[tahoe-dev] server selection Re: Node correlations
Brian Warner
warner at lothar.com
Tue Jan 24 23:54:42 UTC 2012
On 1/18/12 1:55 PM, Olaf TNSB wrote:
> I think the flexibility of allowing users to design their own
> arbitrary rules should be the goal. Python's a good solution.
Yeah, we've got a good platform, we just have to come up with ways to
let users express their goals in a way that the code can act upon.
I'd suggest a plug-in approach. tahoe.cfg can contain a line that names
the kind of server-selection algorithm being used (so it can default to
the current behavior), which basically points to a python class. If the
algorithm can be completely parameterized with a handful of strings or
numbers (like the current k/H/N shares.required / shares.happy /
shares.total approach), then that configuration can live entirely inside
tahoe.cfg . If not (e.g. it needs a big list of server identifiers and
local attributes on each), put that stuff in a separate file and have
tahoe.cfg point to it.
So:
* the server-selection portion of upload should be isolated into a
single class, which is handed the configuration, gets to ask servers
whether they'll hold a share or not, and finishes with a "share map"
that meets the constraints (the current code is actually pretty close)
* if a server disconnects while the upload is running, the
server-selection object should be prepared to provide a replacement.
The rest of the uploader can then figure out how to restart the
encoding process as necessary.
* the *download* side gets parameterized similarly: its server-selection
object is responsible for producing a list of servers sorted by how
likely they are to have shares (the optimum query order). Downloads
would still work if this returned a completely unsorted list, but
might take a very long time to find all shares (especially if there
are a lot of servers)
The design constraints are:
* download needs to keep working, and the downloader might not have the
same configuration as the uploader. The uploader can pass information
through the filecap to the downloader, but not very much. The
downloader can search, though: it isn't necessary for them to exactly
agree on where the shares are, as long as agree enough to make the
search time reasonable: worst case is an exhaustive search per file.
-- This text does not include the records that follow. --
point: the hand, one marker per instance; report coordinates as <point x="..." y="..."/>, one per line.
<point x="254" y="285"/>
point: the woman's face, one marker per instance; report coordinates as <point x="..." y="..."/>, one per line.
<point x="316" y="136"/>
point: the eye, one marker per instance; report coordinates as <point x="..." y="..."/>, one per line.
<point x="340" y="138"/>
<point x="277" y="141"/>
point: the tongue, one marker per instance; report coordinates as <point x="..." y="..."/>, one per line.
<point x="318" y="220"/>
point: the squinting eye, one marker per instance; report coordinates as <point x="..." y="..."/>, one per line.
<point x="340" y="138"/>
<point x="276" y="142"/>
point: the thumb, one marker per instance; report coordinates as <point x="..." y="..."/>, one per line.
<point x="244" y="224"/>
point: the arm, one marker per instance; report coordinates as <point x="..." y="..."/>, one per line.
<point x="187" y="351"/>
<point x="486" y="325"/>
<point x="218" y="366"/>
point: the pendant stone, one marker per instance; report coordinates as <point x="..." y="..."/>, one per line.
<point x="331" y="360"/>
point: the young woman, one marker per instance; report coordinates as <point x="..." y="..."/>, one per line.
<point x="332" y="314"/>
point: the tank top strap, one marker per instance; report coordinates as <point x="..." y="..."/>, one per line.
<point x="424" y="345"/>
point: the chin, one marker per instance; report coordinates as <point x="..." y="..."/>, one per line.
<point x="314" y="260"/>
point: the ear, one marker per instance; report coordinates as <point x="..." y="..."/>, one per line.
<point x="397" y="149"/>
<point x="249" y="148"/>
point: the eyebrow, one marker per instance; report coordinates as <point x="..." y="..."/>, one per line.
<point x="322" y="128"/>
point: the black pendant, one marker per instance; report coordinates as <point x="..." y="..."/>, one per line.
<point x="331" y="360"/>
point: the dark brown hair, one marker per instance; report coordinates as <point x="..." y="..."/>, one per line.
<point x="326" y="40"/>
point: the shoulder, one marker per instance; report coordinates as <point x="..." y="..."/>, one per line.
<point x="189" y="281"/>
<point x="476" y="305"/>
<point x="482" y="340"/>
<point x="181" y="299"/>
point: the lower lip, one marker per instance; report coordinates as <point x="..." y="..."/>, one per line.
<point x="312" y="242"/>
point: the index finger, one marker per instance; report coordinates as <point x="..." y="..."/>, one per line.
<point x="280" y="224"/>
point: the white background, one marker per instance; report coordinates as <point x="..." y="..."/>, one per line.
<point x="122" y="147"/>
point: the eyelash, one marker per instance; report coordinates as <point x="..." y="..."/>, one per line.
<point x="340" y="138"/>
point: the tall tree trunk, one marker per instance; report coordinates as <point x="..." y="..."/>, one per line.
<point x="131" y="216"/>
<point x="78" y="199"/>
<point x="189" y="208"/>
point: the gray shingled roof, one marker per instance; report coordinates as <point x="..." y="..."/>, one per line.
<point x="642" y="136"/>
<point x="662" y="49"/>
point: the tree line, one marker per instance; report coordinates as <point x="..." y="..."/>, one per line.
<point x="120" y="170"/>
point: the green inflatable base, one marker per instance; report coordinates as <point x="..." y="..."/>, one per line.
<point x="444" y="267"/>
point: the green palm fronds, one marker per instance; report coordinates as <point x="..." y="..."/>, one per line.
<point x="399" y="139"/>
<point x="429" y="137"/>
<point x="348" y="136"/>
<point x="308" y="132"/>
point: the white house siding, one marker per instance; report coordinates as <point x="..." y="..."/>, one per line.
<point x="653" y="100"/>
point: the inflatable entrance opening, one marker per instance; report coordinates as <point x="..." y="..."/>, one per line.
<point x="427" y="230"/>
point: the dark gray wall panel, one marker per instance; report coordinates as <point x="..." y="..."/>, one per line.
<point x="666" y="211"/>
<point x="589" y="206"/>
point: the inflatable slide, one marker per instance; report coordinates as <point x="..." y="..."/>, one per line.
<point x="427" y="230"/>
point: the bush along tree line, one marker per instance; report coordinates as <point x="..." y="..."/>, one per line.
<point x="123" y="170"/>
* the repairer might move shares around later, and any existing filecaps
need to keep working, ideally work even better once repair/rebalance
has moved shares to better places
* maintain file diversity: as long as there are multiple acceptable
share-placement-maps, the uploader should pick randomly among them, to
minimize server-choice correlations between each uploaded file. The
downloader should deal with this correctly. We've defined the
"server-selection-index" (SSI) as the value that the downloader uses
to permute the server list in the same was as the uploader. The
current code uses the storage-index (SI) for this purpose.
Also note that different placement strategies are appropriate for
different purposes. If you want a backup service, then you probably want
to exclude your own server from the list (or at least don't count local
shares as contributing to reliability). If you want a general-purpose
distributed filesystem that performs equally well for all downloaders
(including yourself), then you want the shares to be distributed
uniformly. If you have clusters of users with better connectivity to
certain servers, you might want to put more shares close to them. A
single grid might be used for all these purposes at the same time, so
eventually we're going to need to add an API that lets the uploader
choose their strategy at runtime ("tahoe put --for-backup FILE"?)